Dans le temps ce titre faisait peur. Maintenant il fait rire. Il n'est pas question de diplômes mais beaucoup de plus de punch, de gabarit, de personnalité et de l'éclat qui s'en dégage. C'est de cet abus du pouvoir tendant à designer directement les membres du comité central que le parti est rentré dans l'irréflexion et la banalisation de l'instance. Alors qu'a-t-on fait du principe qui s'est désacralisé du centralisme démocratique lequel requiert que tout doit provenir de la base ? « Faire venir quelqu'un de la rue et l'installer dans le fauteuil du CC est ridicule » dixit Abada. Eh oui ! L'on est censé avoir fait ses classes à la base, dans sa famille, dans son quartier, dans sa cité. Avoir été maire ou Mouhafedh dans une grande ville est toutefois une bonne référence politique pour pouvoir occuper un tel siège.
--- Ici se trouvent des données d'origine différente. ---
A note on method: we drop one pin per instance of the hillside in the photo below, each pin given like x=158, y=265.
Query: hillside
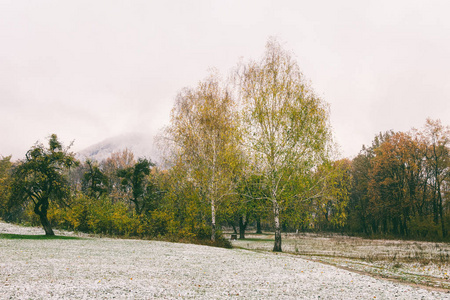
x=142, y=145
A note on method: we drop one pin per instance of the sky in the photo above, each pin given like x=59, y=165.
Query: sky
x=92, y=70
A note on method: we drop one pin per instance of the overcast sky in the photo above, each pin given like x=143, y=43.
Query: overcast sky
x=90, y=70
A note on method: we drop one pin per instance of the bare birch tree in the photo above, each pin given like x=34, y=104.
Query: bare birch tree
x=204, y=134
x=286, y=128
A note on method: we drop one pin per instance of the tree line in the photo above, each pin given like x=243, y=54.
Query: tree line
x=254, y=150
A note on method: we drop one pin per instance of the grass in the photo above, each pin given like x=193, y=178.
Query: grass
x=10, y=236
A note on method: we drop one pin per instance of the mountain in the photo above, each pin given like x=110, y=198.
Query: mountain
x=142, y=145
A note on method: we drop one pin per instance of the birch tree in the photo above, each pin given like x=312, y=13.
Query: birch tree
x=286, y=124
x=204, y=133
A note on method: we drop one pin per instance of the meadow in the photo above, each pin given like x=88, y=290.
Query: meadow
x=425, y=263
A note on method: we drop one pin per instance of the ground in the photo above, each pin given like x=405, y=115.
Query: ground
x=414, y=262
x=103, y=268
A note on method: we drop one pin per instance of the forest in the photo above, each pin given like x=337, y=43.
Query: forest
x=252, y=152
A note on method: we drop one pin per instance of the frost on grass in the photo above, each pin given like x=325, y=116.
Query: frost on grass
x=411, y=261
x=133, y=269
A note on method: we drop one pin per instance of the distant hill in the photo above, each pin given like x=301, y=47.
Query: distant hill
x=142, y=145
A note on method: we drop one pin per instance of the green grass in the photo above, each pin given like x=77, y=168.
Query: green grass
x=10, y=236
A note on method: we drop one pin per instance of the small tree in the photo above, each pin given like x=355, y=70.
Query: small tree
x=40, y=178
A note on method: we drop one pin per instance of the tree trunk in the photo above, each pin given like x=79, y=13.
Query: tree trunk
x=242, y=226
x=276, y=213
x=258, y=226
x=213, y=221
x=41, y=210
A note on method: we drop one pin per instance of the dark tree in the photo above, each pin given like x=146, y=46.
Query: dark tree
x=95, y=182
x=135, y=180
x=40, y=178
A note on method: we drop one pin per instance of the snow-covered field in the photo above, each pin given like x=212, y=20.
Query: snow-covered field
x=426, y=263
x=102, y=268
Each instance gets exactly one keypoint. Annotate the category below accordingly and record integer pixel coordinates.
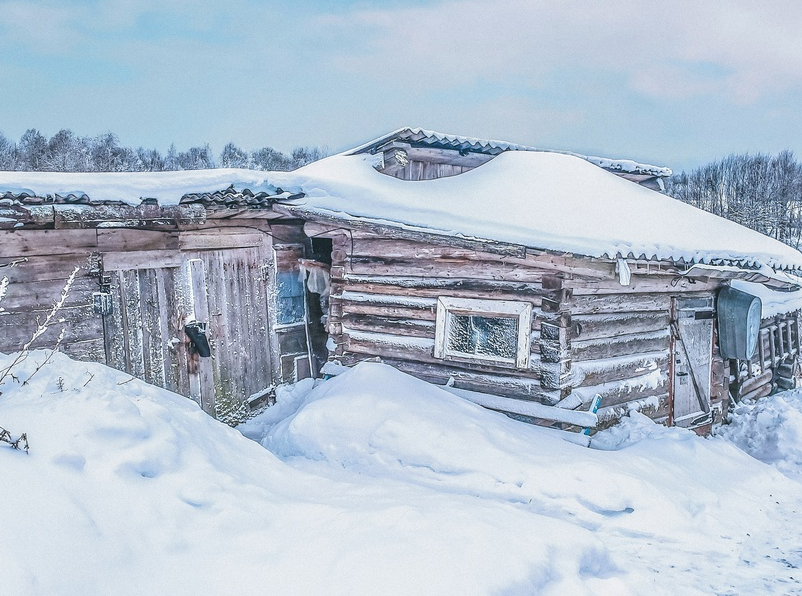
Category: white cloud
(753, 46)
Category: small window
(491, 331)
(290, 299)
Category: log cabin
(537, 283)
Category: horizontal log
(637, 343)
(526, 408)
(43, 268)
(606, 370)
(390, 325)
(597, 326)
(28, 243)
(436, 286)
(757, 393)
(361, 228)
(627, 390)
(390, 346)
(444, 268)
(383, 310)
(110, 240)
(483, 379)
(640, 284)
(655, 407)
(616, 303)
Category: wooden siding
(153, 295)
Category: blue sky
(671, 82)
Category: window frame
(447, 306)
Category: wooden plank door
(692, 333)
(144, 333)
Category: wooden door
(225, 290)
(692, 334)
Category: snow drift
(373, 482)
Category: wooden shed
(155, 282)
(532, 282)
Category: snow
(545, 200)
(372, 482)
(132, 187)
(770, 429)
(772, 302)
(536, 199)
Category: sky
(671, 82)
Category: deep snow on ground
(371, 483)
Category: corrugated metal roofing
(441, 140)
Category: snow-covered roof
(542, 200)
(537, 199)
(441, 140)
(772, 302)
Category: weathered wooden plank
(132, 323)
(78, 322)
(201, 375)
(113, 326)
(28, 243)
(152, 340)
(142, 259)
(218, 239)
(636, 343)
(40, 268)
(40, 295)
(119, 240)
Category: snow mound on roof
(770, 429)
(384, 484)
(542, 200)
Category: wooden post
(201, 378)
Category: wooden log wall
(384, 299)
(37, 277)
(589, 333)
(143, 270)
(775, 364)
(621, 340)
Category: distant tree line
(761, 192)
(68, 152)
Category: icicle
(624, 273)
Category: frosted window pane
(483, 336)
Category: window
(290, 299)
(490, 331)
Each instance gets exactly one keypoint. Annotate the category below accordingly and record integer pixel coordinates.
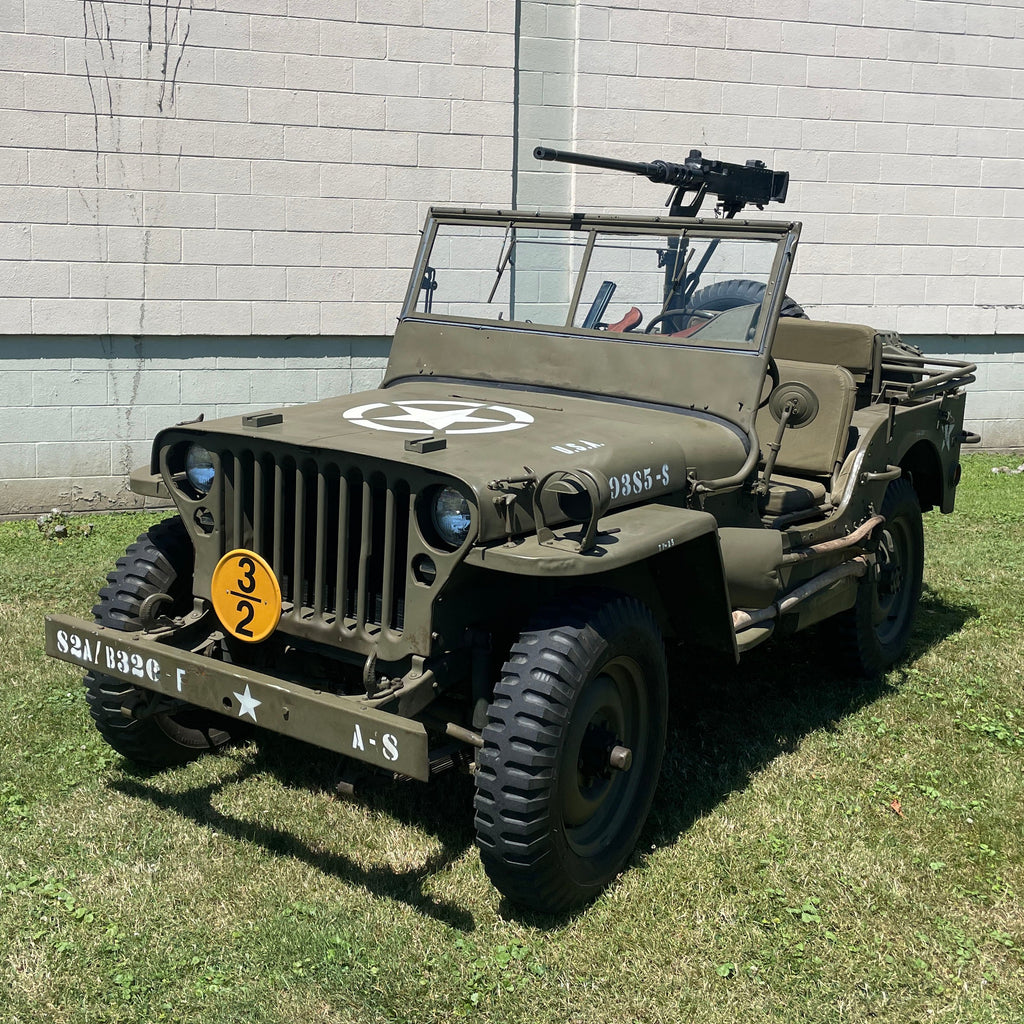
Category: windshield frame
(591, 228)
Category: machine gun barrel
(734, 184)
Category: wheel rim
(596, 802)
(893, 590)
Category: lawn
(820, 850)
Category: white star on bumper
(248, 704)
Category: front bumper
(337, 723)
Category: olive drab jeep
(595, 434)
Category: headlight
(451, 516)
(200, 468)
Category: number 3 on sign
(246, 595)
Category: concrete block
(999, 291)
(18, 425)
(22, 204)
(698, 29)
(206, 174)
(452, 14)
(287, 249)
(15, 315)
(283, 107)
(141, 386)
(68, 242)
(251, 283)
(286, 177)
(33, 52)
(285, 35)
(753, 34)
(241, 212)
(142, 245)
(71, 315)
(284, 387)
(107, 423)
(353, 40)
(216, 246)
(15, 386)
(340, 10)
(353, 317)
(119, 281)
(330, 383)
(778, 69)
(484, 49)
(249, 68)
(12, 16)
(74, 459)
(143, 316)
(32, 280)
(371, 285)
(164, 281)
(453, 81)
(14, 167)
(222, 316)
(419, 182)
(327, 144)
(339, 110)
(317, 214)
(308, 284)
(16, 462)
(352, 181)
(286, 317)
(178, 210)
(231, 385)
(212, 102)
(264, 140)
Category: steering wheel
(686, 311)
(775, 379)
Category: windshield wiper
(508, 244)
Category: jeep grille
(336, 537)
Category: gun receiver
(734, 184)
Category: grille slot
(336, 538)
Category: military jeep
(595, 433)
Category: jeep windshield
(653, 280)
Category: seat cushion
(793, 494)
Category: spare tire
(740, 292)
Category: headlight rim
(437, 537)
(211, 459)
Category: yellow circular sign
(246, 595)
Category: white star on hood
(437, 419)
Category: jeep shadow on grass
(596, 434)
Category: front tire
(556, 820)
(159, 562)
(877, 629)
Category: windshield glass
(678, 288)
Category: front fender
(678, 548)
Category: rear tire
(159, 562)
(555, 820)
(877, 630)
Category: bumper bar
(337, 723)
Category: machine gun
(734, 184)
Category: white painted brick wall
(171, 177)
(263, 169)
(901, 123)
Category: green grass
(774, 882)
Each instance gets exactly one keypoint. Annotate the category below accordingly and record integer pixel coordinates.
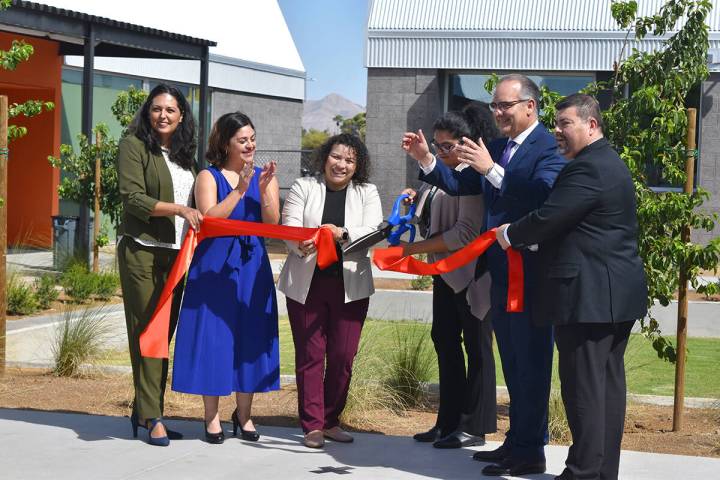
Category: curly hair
(353, 142)
(182, 142)
(222, 132)
(474, 121)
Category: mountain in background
(319, 114)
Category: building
(425, 57)
(252, 65)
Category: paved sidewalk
(48, 445)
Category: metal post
(96, 223)
(3, 227)
(87, 125)
(682, 289)
(204, 97)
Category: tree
(79, 185)
(19, 52)
(312, 139)
(648, 128)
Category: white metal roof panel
(506, 15)
(505, 34)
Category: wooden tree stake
(679, 400)
(96, 222)
(3, 227)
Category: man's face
(572, 132)
(513, 113)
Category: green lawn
(646, 374)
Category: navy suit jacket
(528, 179)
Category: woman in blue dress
(227, 337)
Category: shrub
(367, 395)
(557, 419)
(79, 284)
(106, 284)
(411, 366)
(423, 282)
(79, 339)
(20, 297)
(45, 290)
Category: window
(463, 87)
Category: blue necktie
(505, 157)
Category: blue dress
(227, 336)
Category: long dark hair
(182, 142)
(353, 142)
(474, 121)
(224, 129)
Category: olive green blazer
(143, 181)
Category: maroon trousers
(326, 333)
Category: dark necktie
(505, 157)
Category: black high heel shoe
(135, 422)
(249, 435)
(214, 438)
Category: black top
(334, 213)
(590, 270)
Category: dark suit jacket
(527, 182)
(143, 181)
(589, 267)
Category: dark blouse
(334, 213)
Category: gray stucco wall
(709, 164)
(278, 123)
(398, 100)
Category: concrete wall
(278, 123)
(709, 164)
(398, 100)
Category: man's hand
(417, 147)
(500, 235)
(476, 155)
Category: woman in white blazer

Pourvu que l'on ne soit pas un « homme de cœur ». Alors qu'une bonne partie de cette conglomération centraliste n'avait même pas eu à connaitre le fonctionnement intérieur d'une cellule, d'une kasma , d'un bureau de mouhafadha ou d'une assemblée populaire, qu'elle croit apte à agir dans les cercles supérieurs de la conception politique partisane.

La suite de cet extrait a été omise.